Perkovich erklärte, ein Pilotprojekt sei deshalb nicht zu verantworten, weil die IAEA noch immer nicht ausschließe, dass im Iran weitere geheime atomare Aktivitäten stattfänden, möglicherweise unter militärischer Oberhoheit. Wenn der Iran in einem Pilotprojekt die Anreicherung von Uran betreibe, könnte die so gewonnene Expertise in einem geheimen militärischen Programm angewandt werden. Auch könnten die Importe für ein Pilotprogramm und die übrigen damit verbundenen Tätigkeiten zur Verschleierung von entsprechenden Tätigkeiten für ein Geheimprogramm verwendet werden. Es wäre viel einfacher, durch Überwachung die rein friedliche Natur des iranischen Atomprogramms nachzuweisen, wenn der Iran kein Pilotprojekt durchführe.

Polenz sagte zu dem Vorschlag, in einem Pilotprojekt Atomwaffenfähigkeit, aber keine Atomwaffen zu erlangen: „Es erinnert mich an den Versuch, mit einer Wasserpistole eine Bank auszurauben – manch einer stirbt bei diesem Versuch.“

Dr. THOMAS WEIHE, geb. 1974, ist Wissenschaftlicher Mitarbeiter beim Bergedorfer Gesprächskreis der Körber-Stiftung.

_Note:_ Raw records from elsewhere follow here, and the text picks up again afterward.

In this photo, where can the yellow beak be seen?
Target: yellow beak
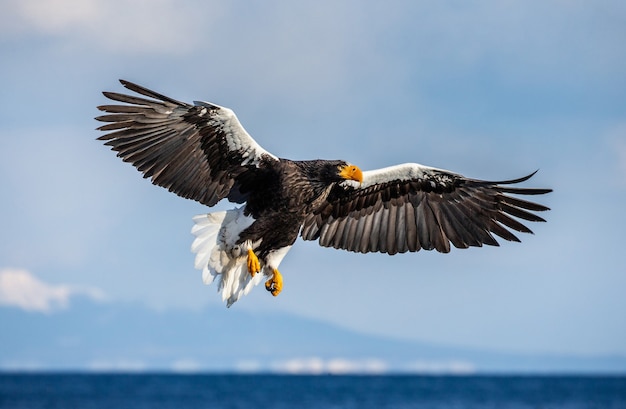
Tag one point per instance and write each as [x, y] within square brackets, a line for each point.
[351, 172]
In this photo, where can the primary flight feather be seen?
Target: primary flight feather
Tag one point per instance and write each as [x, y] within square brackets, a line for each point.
[202, 152]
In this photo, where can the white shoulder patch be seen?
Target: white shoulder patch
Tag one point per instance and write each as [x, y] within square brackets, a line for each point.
[405, 171]
[237, 138]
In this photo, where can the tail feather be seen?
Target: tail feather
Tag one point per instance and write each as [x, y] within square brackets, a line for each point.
[216, 234]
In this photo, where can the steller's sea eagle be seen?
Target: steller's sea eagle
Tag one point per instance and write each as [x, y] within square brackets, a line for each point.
[202, 152]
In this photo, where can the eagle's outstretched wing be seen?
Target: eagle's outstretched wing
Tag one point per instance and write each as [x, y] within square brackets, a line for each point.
[195, 151]
[411, 207]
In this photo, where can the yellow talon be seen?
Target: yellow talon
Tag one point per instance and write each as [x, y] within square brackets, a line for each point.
[275, 284]
[253, 263]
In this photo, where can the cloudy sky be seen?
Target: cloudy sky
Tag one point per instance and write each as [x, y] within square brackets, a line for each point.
[490, 89]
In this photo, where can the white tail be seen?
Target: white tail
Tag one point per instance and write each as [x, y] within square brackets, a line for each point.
[218, 256]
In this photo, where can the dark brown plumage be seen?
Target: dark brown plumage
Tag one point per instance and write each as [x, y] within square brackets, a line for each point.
[202, 152]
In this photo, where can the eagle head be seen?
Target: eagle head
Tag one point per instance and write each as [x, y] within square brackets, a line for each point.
[349, 171]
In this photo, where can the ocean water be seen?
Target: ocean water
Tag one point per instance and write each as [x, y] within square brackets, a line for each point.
[142, 391]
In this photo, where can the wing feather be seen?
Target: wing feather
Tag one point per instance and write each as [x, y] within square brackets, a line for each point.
[196, 151]
[411, 207]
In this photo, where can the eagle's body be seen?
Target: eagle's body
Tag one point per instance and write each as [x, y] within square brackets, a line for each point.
[202, 152]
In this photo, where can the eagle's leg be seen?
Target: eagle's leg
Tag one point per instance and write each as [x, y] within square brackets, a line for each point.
[275, 284]
[253, 263]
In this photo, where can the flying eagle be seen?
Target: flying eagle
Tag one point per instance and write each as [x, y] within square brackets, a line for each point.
[202, 152]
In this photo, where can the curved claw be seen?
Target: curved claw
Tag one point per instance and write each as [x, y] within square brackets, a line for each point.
[254, 266]
[275, 284]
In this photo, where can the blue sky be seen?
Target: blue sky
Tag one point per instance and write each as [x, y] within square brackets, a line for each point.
[493, 90]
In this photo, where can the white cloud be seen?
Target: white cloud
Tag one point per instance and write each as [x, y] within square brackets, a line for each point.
[19, 288]
[316, 366]
[116, 25]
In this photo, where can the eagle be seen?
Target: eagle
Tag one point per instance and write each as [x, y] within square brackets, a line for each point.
[202, 152]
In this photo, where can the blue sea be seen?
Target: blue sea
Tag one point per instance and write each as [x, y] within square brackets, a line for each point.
[139, 391]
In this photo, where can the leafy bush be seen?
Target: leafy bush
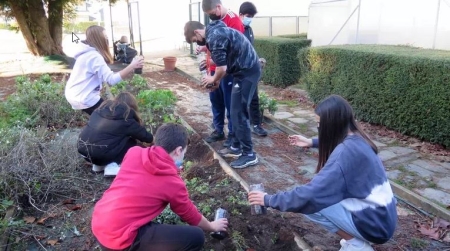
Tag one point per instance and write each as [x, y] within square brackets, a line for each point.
[157, 107]
[267, 103]
[296, 36]
[38, 103]
[403, 88]
[282, 67]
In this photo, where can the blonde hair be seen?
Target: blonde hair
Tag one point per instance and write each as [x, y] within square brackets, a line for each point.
[96, 39]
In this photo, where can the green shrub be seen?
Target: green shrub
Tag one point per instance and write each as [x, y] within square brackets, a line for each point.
[282, 67]
[157, 107]
[403, 88]
[37, 103]
[267, 103]
[296, 36]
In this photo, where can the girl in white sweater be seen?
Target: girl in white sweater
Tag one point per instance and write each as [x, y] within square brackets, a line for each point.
[91, 70]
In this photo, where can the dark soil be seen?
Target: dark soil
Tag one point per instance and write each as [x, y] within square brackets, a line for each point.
[272, 231]
[406, 236]
[246, 232]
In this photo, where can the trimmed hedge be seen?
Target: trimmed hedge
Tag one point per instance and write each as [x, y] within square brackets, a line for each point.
[404, 88]
[282, 68]
[296, 36]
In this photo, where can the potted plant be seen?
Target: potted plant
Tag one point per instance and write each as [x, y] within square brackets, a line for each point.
[169, 63]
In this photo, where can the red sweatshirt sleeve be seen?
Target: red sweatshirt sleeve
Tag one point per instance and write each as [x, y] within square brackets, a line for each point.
[233, 21]
[183, 206]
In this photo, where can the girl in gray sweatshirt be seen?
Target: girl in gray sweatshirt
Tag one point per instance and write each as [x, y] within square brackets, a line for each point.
[350, 194]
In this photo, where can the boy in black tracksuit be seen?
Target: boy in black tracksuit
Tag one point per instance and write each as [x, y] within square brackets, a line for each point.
[112, 130]
[233, 54]
[246, 13]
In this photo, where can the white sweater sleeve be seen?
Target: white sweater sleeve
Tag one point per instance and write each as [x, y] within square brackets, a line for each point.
[102, 70]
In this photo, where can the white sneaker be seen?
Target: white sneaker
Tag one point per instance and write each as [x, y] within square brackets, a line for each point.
[345, 246]
[96, 168]
[111, 169]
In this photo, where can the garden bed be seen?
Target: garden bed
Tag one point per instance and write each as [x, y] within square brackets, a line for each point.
[64, 222]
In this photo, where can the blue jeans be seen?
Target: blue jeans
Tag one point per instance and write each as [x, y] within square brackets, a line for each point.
[220, 103]
[334, 218]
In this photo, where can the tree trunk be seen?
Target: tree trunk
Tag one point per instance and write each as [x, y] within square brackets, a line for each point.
[34, 25]
[19, 14]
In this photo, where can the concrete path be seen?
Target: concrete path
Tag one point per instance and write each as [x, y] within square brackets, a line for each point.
[411, 172]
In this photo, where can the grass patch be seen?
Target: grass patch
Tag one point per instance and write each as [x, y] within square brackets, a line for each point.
[289, 103]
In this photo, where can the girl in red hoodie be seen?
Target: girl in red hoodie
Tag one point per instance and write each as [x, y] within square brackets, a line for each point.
[147, 182]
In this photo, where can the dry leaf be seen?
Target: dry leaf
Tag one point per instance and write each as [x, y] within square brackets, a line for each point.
[29, 219]
[433, 233]
[446, 237]
[69, 201]
[440, 223]
[73, 207]
[52, 242]
[42, 220]
[40, 237]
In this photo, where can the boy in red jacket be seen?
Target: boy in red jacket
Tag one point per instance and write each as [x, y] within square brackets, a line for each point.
[147, 182]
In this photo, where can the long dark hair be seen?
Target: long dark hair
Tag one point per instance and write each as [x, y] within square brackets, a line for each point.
[128, 100]
[336, 120]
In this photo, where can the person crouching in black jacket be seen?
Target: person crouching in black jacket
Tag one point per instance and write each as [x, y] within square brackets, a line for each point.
[112, 129]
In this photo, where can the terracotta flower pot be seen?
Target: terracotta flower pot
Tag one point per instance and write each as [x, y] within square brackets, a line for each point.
[169, 63]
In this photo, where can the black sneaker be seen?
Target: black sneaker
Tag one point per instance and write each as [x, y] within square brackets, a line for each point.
[228, 142]
[230, 152]
[258, 130]
[215, 136]
[244, 161]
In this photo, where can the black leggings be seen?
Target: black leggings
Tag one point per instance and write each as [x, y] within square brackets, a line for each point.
[162, 237]
[90, 110]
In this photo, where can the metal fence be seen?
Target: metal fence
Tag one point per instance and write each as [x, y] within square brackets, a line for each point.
[279, 25]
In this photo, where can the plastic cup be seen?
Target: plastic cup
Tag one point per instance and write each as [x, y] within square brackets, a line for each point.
[220, 214]
[257, 209]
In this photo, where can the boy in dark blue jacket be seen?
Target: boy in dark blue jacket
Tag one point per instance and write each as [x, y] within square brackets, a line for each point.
[247, 12]
[233, 54]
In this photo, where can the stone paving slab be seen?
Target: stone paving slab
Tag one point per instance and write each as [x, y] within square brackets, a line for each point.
[401, 162]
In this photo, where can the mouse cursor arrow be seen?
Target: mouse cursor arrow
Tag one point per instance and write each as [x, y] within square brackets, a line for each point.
[75, 38]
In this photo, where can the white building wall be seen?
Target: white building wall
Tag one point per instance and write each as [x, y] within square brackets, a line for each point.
[397, 22]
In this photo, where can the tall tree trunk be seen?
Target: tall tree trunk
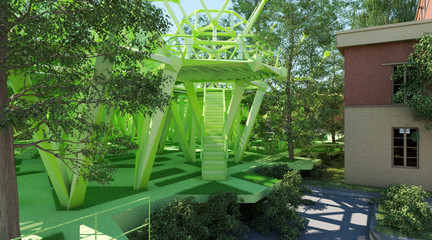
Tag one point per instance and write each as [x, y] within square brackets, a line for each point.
[9, 215]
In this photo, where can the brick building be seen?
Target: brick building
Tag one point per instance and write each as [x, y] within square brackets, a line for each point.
[379, 145]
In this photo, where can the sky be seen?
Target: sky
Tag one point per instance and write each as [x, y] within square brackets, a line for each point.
[191, 5]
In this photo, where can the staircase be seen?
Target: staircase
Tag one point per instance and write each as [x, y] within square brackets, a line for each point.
[214, 166]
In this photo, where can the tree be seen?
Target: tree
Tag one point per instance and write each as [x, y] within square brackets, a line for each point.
[48, 52]
[302, 36]
[331, 109]
[381, 12]
[416, 89]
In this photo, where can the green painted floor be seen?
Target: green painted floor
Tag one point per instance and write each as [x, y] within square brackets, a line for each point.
[170, 176]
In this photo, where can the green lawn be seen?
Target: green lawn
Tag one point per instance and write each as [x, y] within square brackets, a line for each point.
[395, 232]
[212, 187]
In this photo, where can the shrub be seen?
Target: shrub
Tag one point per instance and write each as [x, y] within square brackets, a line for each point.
[219, 218]
[177, 220]
[277, 212]
[222, 217]
[406, 209]
[273, 171]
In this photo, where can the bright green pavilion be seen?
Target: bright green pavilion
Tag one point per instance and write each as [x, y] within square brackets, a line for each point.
[211, 66]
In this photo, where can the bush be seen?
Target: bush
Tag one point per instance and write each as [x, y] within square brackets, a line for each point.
[406, 209]
[277, 212]
[184, 218]
[274, 171]
[177, 220]
[222, 217]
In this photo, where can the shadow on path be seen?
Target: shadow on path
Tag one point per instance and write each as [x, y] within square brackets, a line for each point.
[336, 217]
[333, 217]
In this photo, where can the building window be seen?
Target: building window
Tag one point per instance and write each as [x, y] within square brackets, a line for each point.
[405, 147]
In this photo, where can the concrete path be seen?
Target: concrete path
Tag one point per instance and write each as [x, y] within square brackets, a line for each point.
[337, 214]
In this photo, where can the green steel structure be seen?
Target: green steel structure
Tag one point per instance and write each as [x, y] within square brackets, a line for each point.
[212, 59]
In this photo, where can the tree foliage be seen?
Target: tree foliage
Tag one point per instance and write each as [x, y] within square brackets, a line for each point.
[277, 212]
[48, 53]
[54, 44]
[290, 109]
[406, 209]
[381, 12]
[416, 91]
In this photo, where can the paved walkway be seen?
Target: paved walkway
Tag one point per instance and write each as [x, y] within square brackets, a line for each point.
[337, 214]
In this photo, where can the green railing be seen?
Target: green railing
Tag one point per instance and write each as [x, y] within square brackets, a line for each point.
[95, 216]
[235, 48]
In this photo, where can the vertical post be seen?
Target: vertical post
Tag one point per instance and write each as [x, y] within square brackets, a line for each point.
[249, 124]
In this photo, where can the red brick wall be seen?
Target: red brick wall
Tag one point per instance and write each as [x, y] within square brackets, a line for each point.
[367, 82]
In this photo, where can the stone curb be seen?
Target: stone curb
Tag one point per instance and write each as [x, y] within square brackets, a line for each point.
[344, 192]
[374, 234]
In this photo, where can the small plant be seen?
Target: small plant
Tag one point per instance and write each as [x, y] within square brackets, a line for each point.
[277, 212]
[406, 209]
[219, 218]
[273, 171]
[177, 220]
[222, 217]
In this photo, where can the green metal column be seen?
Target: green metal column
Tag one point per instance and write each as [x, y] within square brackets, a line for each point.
[150, 136]
[249, 124]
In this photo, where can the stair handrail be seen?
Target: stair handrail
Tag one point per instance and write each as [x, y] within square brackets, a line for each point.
[224, 131]
[203, 131]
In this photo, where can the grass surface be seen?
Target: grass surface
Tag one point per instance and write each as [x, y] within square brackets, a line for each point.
[161, 159]
[121, 158]
[212, 187]
[251, 158]
[101, 194]
[165, 173]
[255, 178]
[395, 232]
[55, 236]
[28, 173]
[178, 179]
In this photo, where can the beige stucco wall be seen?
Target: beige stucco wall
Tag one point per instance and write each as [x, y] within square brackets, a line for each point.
[368, 147]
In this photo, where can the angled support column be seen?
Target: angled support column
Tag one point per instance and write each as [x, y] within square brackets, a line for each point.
[193, 100]
[178, 123]
[57, 171]
[98, 115]
[249, 124]
[165, 132]
[149, 135]
[234, 104]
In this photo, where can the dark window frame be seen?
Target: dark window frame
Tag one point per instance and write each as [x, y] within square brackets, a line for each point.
[407, 139]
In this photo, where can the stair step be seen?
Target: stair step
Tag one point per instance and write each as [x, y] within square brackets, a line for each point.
[213, 139]
[214, 172]
[214, 165]
[211, 154]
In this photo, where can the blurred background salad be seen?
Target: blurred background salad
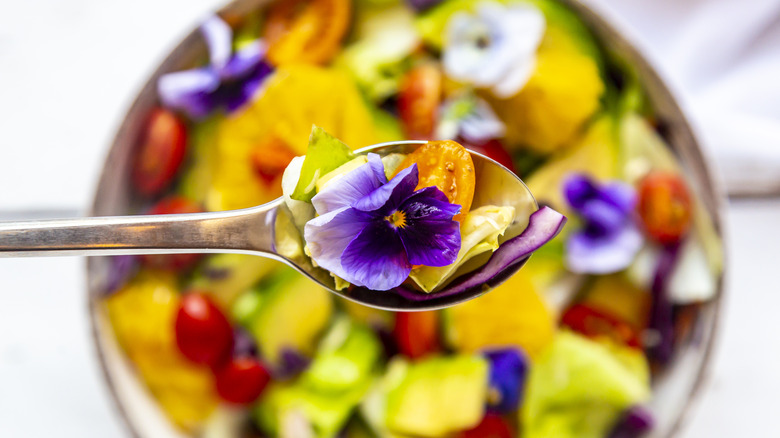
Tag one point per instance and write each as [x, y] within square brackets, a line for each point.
[68, 72]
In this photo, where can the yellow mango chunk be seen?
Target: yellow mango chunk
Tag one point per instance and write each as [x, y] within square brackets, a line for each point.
[511, 315]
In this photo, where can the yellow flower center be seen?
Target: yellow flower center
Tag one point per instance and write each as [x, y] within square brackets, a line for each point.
[397, 219]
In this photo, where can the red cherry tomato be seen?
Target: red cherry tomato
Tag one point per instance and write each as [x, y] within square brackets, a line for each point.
[418, 101]
[172, 262]
[493, 149]
[242, 380]
[665, 207]
[492, 426]
[417, 333]
[203, 333]
[597, 324]
[160, 153]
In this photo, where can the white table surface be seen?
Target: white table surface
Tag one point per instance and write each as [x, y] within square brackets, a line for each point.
[62, 93]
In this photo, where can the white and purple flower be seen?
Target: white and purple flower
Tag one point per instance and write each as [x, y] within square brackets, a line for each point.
[370, 231]
[494, 48]
[228, 82]
[609, 238]
[470, 117]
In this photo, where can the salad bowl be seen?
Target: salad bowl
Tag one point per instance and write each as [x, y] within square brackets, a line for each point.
[650, 120]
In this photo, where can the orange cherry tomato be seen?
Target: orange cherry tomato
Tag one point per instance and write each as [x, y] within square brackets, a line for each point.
[448, 166]
[172, 262]
[242, 380]
[665, 207]
[270, 158]
[492, 426]
[203, 333]
[160, 152]
[418, 101]
[597, 324]
[306, 31]
[417, 333]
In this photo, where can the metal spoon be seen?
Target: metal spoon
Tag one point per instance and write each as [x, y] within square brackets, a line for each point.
[248, 231]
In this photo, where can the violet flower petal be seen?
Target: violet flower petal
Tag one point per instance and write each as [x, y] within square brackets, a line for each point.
[376, 258]
[430, 237]
[120, 269]
[635, 422]
[662, 311]
[601, 218]
[328, 235]
[602, 255]
[189, 91]
[543, 226]
[233, 95]
[348, 189]
[219, 39]
[375, 161]
[387, 198]
[243, 62]
[508, 371]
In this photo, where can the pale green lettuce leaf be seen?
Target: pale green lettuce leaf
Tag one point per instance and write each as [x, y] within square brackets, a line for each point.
[324, 154]
[579, 387]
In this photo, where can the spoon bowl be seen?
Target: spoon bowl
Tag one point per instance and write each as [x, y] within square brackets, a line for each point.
[256, 231]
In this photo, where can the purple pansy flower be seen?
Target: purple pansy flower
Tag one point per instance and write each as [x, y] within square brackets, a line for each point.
[508, 370]
[609, 238]
[370, 232]
[228, 82]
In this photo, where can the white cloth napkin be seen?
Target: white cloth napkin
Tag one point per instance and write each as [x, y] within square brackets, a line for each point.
[722, 57]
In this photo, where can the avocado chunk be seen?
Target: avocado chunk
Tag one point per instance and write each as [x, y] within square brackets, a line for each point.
[596, 154]
[438, 396]
[579, 387]
[292, 314]
[325, 395]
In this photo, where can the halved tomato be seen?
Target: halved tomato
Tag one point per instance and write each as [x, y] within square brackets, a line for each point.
[418, 101]
[495, 150]
[417, 333]
[665, 206]
[270, 158]
[203, 333]
[448, 166]
[492, 426]
[306, 31]
[242, 380]
[160, 152]
[594, 323]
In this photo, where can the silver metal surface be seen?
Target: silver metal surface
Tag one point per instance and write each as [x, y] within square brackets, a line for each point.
[249, 231]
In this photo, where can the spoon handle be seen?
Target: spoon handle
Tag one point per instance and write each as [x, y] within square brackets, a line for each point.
[249, 230]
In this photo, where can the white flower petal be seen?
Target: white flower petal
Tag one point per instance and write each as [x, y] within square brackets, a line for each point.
[219, 38]
[516, 79]
[327, 237]
[462, 57]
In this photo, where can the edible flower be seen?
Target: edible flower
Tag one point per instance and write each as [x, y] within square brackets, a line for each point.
[508, 370]
[609, 238]
[494, 48]
[469, 117]
[370, 231]
[229, 81]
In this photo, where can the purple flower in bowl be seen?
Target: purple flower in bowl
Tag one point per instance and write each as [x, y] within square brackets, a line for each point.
[370, 231]
[508, 372]
[228, 82]
[609, 238]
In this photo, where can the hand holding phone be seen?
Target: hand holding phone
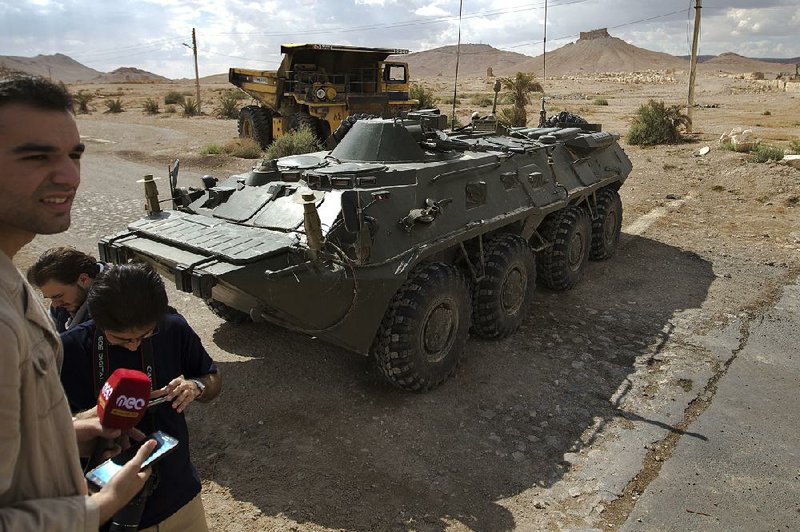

  • 1Das 132. Bergedorfer Protokoll „Stabilität am Golf“ mit den vollständigen autorisierten Beiträgen erscheint im Juli 2006 in der Edition Körber-Stiftung. Am 132. Bergedorfer Gesprächskreis nahmen u.a. teil: Hossein Mousavian (bis zum Amtsantritt Achmadinedschads Leiter der iranischen Nuklear-Verhandlungsdelegation), Michael Schaefer (Politischer Direktor des Auswärtigen Amtes), Robert Cooper (Generaldirektor für politische und militärische Angelegenheiten beim Rat der EU), Nasser Hadian (Juristische Fakultät der Universität Teheran), Michael McFaul (Hoover Institution), Riad Kahwaji (Institute for Near East and Gulf Military Analysis in Dubai), Ghassan Atiyyah (Direktor der Iraq Foundation for Development and Democracy, Bagdad), George Perkovich (Carnegie Endowment for International Peace), Rami Khouri (Daily Star, Beirut), Christiane Hoffmann (Frankfurter Allgemeine Zeitung), Volker Perthes (Direktor der Stiftung Wissenschaft und Politik) und Ruprecht Polenz (Vorsitzender des Auswärtigen Ausschusses des Deutschen Bundestags).